Juego de luces, laberinto de sombras

El historiador británico Eric Hobsbawm señaló en el ocaso del siglo XX la destrucción progresiva de los vínculos entre la juventud y la memoria de las generaciones precedentes. A su juicio, los jóvenes estarían condenados a crecer en una especie de «presente permanente» sin conexión alguna con el pasado del tiempo que habitan. Este fenómeno propiciaría el olvido, el adanismo, la amnesia. Desde la esfera de la historieta, pocos han impugnado con más rotundidad ese «eterno ahora» que el tándem formado por los argentinos Carlos Sampayo y José Muñoz.

Muñoz y Sampayo se conocieron en 1971 cuando acudieron al aeropuerto de Ezeiza a despedir a Óscar Zárate, un amigo en común. Se reencontraron tres años después, ya instalados en Europa y se asociaron para hacer historietas por mediación del propio Zárate. En ese ámbito y en poco más de una década reinventaron los cánones del género negro con la serie Alack Sinner, ventilaron las miserias del imperialismo yanqui en Sophie y En el bar, y denunciaron la problemática del exilio latinoamericano en Sudor sudaca. Es la suya una bibliografía amplia, parte creación, parte expresión biográfica, si no vital, sí sensible. En ese sentido y en tanto que expatriados, la realidad europea de mediados de los 80 ocupaba un lugar central en el conjunto de sus preocupaciones. La abordaron desde distintas perspectivas y con tonos diversos en dos álbumes soberbios: el satírico Europa en llamas y el dramático Juego de luces (1987), que pudimos leer en España en las páginas de la revista El Víbora.

Juego de luces nos traslada a la Italia de fines de los 80, unos años antes de que el sistema político presidido por el democristiano Giulio Andreotti saltara por los aires a raíz del escándalo masivo de corrupción conocido como «Tangentopoli» («Sobornópolis»). Las primeras viñetas anticipan simbólicamente el contenido del resto de la obra: los faros de un automóvil iluminan a ráfagas una travesía nocturna, tortuosa, sombría. Sus ocupantes son tres personajes que viajan rumbo a la frontera francoitaliana. ¿Su destino? La villa toscana donde reside el octogenario actor Giangiacomo Haffner. ¿El objeto del viaje? Obsequiar al legendario intérprete con unos hologramas —pálidos fantasmas de luz— que recrean (o revelan) los instantes cruciales de su vida. A medida que avance la trama, el pasado del actor emergerá poco a poco como un negativo expuesto al proceso de revelado. El retrato emergente es despiadado, pero no exento de ternura y delicadeza.

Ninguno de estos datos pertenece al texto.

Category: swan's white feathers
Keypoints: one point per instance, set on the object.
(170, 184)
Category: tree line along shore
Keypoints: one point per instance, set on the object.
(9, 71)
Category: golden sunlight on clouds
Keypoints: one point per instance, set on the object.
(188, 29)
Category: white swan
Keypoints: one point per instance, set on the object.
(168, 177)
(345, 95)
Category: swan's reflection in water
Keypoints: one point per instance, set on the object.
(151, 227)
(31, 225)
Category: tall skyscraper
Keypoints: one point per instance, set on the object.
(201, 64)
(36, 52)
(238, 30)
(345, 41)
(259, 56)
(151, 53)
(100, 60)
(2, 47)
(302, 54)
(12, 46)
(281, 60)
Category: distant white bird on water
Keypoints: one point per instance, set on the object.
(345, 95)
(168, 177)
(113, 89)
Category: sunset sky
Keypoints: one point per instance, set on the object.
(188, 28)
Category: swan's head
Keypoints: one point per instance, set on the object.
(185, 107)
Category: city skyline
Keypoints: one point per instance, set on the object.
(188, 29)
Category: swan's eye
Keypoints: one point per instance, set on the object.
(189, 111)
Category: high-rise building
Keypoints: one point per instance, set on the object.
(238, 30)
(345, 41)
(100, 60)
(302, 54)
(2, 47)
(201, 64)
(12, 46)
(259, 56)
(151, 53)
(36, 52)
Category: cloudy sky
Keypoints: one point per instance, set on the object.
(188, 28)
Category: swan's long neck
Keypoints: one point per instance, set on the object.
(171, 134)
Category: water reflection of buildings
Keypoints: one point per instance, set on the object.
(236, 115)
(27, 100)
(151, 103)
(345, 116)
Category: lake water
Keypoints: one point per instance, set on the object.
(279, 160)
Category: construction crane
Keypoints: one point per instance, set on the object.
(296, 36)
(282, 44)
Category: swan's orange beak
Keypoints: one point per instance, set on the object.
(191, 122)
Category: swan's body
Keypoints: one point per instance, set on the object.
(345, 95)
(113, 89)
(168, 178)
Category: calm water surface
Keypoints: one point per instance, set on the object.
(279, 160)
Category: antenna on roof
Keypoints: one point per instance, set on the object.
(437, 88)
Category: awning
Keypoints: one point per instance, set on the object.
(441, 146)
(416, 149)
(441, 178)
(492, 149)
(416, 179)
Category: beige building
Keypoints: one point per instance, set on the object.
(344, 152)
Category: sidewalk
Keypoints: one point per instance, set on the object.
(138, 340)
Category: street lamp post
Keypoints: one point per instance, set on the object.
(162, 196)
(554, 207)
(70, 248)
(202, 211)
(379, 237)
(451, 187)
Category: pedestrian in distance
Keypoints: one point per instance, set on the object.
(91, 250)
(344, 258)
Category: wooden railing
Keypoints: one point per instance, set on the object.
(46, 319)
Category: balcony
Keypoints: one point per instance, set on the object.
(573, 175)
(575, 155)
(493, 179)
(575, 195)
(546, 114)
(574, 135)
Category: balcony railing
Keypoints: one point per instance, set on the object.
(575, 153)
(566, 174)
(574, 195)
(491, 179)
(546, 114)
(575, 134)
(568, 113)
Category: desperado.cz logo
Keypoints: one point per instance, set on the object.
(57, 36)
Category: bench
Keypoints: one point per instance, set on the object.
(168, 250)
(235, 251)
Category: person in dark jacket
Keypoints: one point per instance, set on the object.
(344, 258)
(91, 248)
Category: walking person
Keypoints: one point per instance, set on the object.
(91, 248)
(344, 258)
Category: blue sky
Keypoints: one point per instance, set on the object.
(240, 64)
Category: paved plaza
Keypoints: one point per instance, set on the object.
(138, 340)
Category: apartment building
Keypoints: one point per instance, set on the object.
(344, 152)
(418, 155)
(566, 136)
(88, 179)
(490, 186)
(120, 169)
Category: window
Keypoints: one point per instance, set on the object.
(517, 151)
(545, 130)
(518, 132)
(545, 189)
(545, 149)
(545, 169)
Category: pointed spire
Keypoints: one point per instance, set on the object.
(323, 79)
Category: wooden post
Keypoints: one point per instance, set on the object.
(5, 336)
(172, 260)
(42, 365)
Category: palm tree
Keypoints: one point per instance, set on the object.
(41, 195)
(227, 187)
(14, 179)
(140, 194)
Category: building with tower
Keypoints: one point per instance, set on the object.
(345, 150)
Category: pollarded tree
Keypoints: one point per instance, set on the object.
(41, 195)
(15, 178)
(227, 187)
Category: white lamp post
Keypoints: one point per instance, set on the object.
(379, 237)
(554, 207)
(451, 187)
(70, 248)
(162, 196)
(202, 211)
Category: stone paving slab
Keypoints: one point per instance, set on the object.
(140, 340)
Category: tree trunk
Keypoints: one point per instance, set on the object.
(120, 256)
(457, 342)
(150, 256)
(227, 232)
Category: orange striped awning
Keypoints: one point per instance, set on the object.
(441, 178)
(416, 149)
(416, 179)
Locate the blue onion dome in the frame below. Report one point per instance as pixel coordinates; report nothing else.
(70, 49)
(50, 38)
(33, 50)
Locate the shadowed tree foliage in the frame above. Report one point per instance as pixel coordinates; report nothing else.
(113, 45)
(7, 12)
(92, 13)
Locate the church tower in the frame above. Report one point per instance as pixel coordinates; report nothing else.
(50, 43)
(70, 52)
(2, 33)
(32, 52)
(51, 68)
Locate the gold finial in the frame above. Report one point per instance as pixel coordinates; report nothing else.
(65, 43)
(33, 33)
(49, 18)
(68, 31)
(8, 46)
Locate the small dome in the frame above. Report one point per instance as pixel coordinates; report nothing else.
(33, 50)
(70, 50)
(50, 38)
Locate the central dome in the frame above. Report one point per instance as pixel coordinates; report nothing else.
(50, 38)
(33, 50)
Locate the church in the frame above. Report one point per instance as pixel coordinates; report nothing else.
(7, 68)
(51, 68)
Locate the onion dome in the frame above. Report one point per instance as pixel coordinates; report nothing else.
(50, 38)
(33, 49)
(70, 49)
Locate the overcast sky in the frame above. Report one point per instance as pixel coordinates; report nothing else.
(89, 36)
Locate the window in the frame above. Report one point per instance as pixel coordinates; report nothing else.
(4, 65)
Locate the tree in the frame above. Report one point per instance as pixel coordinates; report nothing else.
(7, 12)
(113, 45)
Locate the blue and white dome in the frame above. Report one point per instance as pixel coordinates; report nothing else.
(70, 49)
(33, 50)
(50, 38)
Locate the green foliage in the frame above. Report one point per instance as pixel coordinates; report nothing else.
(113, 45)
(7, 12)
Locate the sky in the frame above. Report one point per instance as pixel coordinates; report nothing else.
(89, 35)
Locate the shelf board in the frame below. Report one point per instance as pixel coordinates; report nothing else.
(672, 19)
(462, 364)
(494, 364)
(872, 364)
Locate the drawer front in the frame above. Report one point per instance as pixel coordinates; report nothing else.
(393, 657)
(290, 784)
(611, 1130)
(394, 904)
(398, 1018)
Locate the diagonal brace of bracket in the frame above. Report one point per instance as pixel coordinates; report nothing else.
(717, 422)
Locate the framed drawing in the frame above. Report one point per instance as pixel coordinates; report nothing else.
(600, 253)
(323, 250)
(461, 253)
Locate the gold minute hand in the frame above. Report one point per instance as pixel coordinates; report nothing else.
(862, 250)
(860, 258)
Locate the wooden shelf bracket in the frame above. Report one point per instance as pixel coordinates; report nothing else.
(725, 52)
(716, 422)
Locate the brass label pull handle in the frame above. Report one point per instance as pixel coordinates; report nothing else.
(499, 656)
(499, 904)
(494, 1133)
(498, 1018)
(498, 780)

En público Haffner ofrece una imagen impoluta, imponente. En privado, monologa con sus remordimientos en la soledad impenetrable de un palacete con un laberinto instalado en el centro del jardín. El tema del laberinto, tan caro a la literatura policial, enlaza aquí con el mito de Teseo y el Minotauro. Los recuerdos del anciano, alimentados por los hologramas que le obsequian sus visitantes, interrumpen oportunamente el desarrollo de la trama, rectificándola, matizándola, ensombreciéndola con sutileza. Sampayo escribe como los dioses esta historia de tintes mitológicos, con esa prosa melódica, musical, de frases entrecortadas que sugieren siempre mucho más de lo que, en apariencia, dicen. Y Muñoz, discípulo aventajado de la escuela del claroscuro encarnada en Argentina por Alberto Breccia y Hugo Pratt, dibuja entre lo divino y lo humano con esa pincelada única, prodigiosa, capaz de encontrar a tientas la salida en el verdadero laberinto de esta obra: el alma de un personaje.